- Cover of the First Second edition by Jean-Philippe Stassen
- Main characters: Deogratias Apollinaria Benina Brother Philip
- Page count: 96 pages

Creative team
- Writers: Jean-Philippe Stassen
- Artists: Jean-Philippe Stassen
- Creators: Jean-Philippe Stassen

Original publication
- Published in: Dupuis
- Date of publication: October 2000
- Language: French
- ISBN: 2-8001-2972-7

Translation
- Publisher: First Second Books
- Date: June 2006
- ISBN: 1-59643-103-2
- Translator: Alexis Siegel

= Deogratias: A Tale of Rwanda =

Deogratias: A Tale of Rwanda is a graphic novel written and drawn by Jean-Philippe Stassen, published by First Second Books.

==Publication history==
The book was published in French in 2000 by Dupuis and has appeared in a number of different translations. It was translated into English by Alexis Siegel and published in 2006 by First Second.

==Plot summary==
The story takes place before, during, and after the genocide in Rwanda; told through parallel storylines. It is divided between the present day and Deogratias' flashbacks, denoted by black borders for the former and blank borders for the latter. It follows Deogratias, a Hutu teenager who has been unstable ever since his two Tutsi friends died in the genocide. The story begins after the genocide. Deogratias is at a bar and meets an old friend, a French sergeant. Deogratias has flashbacks to his life before the genocide. He remembers the crush he had on the two girls and how he tried to spend time with them. In the flashbacks, Deogratias wasn't always a good person. We meet other people in the story. The two tribes in the country didn't get along. Deogratias was a bit caught in the middle of the feud, having been forced to join the "Interahamwe". His life after the genocide seems very bad.

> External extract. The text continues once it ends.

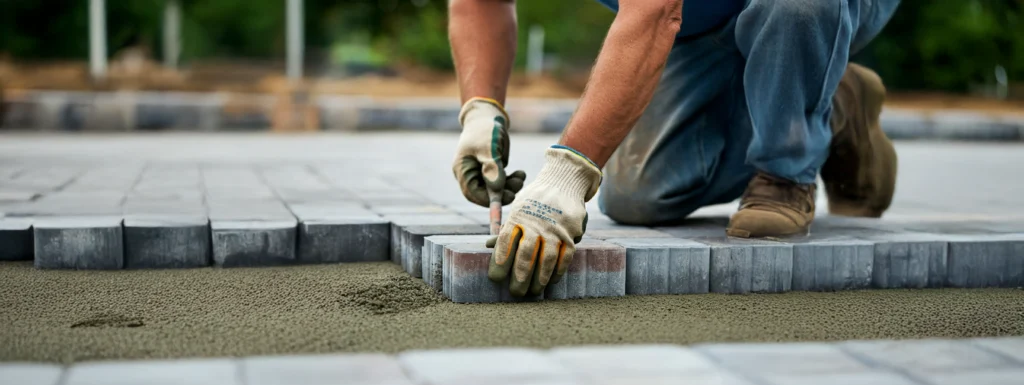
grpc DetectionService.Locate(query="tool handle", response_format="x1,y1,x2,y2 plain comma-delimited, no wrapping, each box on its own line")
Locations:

In day three of Deogratias returns to the town looking for urwagwa (banana beer) because he is turning into a dog again, but doesn't. Because he talks to Julius about killing the Tutsis, then he begins to think of how the father and brother Philip left and the others stayed and hid.

==Characters==
Deogratias - The main character of the book. He is a Hutu boy in Rwanda during the genocide. He struggles between good and evil actions throughout the novel . He also becomes mentally unstable as the book continues. He continuously turns into a dog to represent him changing into one of the people who are killing the Hutu and Tutsis.

Venetia - A Tutsi women and mother of Benina and Apollinaria. She works as a prostitute at a local hotel, soliciting in sexual manners. It is revealed that she and Father Stanislass where once lovers.

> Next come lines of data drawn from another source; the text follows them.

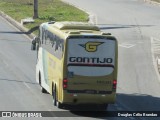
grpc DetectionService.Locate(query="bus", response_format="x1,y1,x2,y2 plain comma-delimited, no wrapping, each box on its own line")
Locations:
32,21,118,110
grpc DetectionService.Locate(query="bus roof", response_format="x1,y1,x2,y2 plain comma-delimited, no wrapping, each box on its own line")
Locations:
41,21,111,38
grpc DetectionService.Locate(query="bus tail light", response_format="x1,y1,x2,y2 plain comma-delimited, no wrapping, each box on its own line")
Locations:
63,78,68,89
113,80,117,89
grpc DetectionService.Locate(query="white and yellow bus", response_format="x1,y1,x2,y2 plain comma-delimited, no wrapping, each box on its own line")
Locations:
32,22,118,109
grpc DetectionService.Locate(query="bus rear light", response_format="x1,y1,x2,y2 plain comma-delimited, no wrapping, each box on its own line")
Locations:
113,80,117,89
63,79,68,89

Apollinaria - Venetia's oldest daughter who works at the church. Deogratias pines after her though she denies him. She is very angered by the thoughts of being called a cockroach and is protective of her sister when she finds out early in the book that she is in a relationship with Deogratias.

Benina - Apollinaria's half sister, she is also Tutsi. Benina is involved in a romantic relationship with Deogratias.

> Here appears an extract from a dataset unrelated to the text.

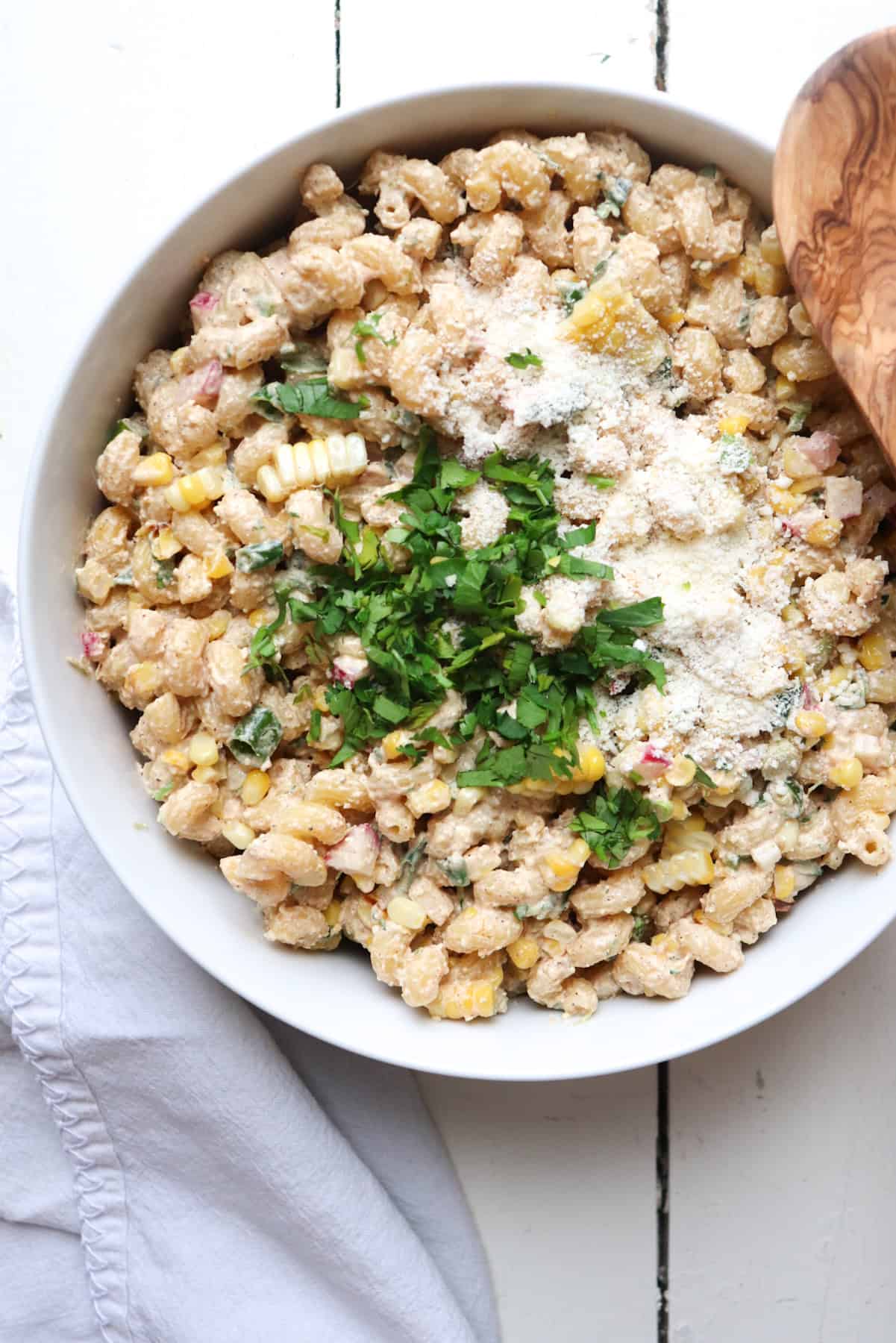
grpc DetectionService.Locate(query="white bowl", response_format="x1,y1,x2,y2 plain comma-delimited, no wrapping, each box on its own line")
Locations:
19,84,896,1081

Brother Philip - A young man who goes to Rwanda in order to try to bring religion and civility to the Rwandans. Who also at the end lets Deogratias confess to him and listen to all of Deogratias' stories.

Father Prior Stanislas - A white priest who runs the local church. Deogratias steals money from him, catching him in a lie. He is known to have had an affair with Venitia, and also is Appollinaria's father.

Augustine - a Twa man who works at the church and childhood friend of Venetia. He has an infant daughter named Marie.

Julius - A leader in the Hutu militia called the "interahamwa". He forcefully makes Deogratias join his group and participate in the killing.

Bosco - An officer in the Tutsi-led Rwandan Patriotic Front who often supplies Deogratias with banana beer.

Sergeant/The Frenchman - A French military officer who assisted the Interahamwe during the genocide.

==Editions==
The various editions and translations include:

- French: Dupuis, 2000. ISBN 2-8001-2972-7
- Dutch: Uitgeverij Dupuis, 2000
- Portuguese: ASA, 2005. ISBN 972-41-3372-9
- Italian : Nuovi Equilibri, 2005. ISBN 88-7226-872-9
- English: First Second, 2006. ISBN 1-59643-103-2
- Spanish: Planeta DeAgostini, 2008.

==Critical reception==
Deogratias received overwhelmingly positive reviews by a number of literary publications including Publishers Weekly who wrote: "The heartbreaking power of Deogratias is how it keeps the reader distant from the atrocities by showing the trivial cruelties of everyday life before and after the genocide."

==Awards==
The book won the 2000 René Goscinny award, the 2001 Angoulême International Comics Festival Media award and the 2007 "Best Reprint Publication" Glyph Comics Awards. It was also nominated for the Angoulême International Comics Festival Prize for Best Album and Prix de la critique in 2001.

The book also made the 2007 Young Adult Library Services Association list of "Great Graphic Novel for Teens".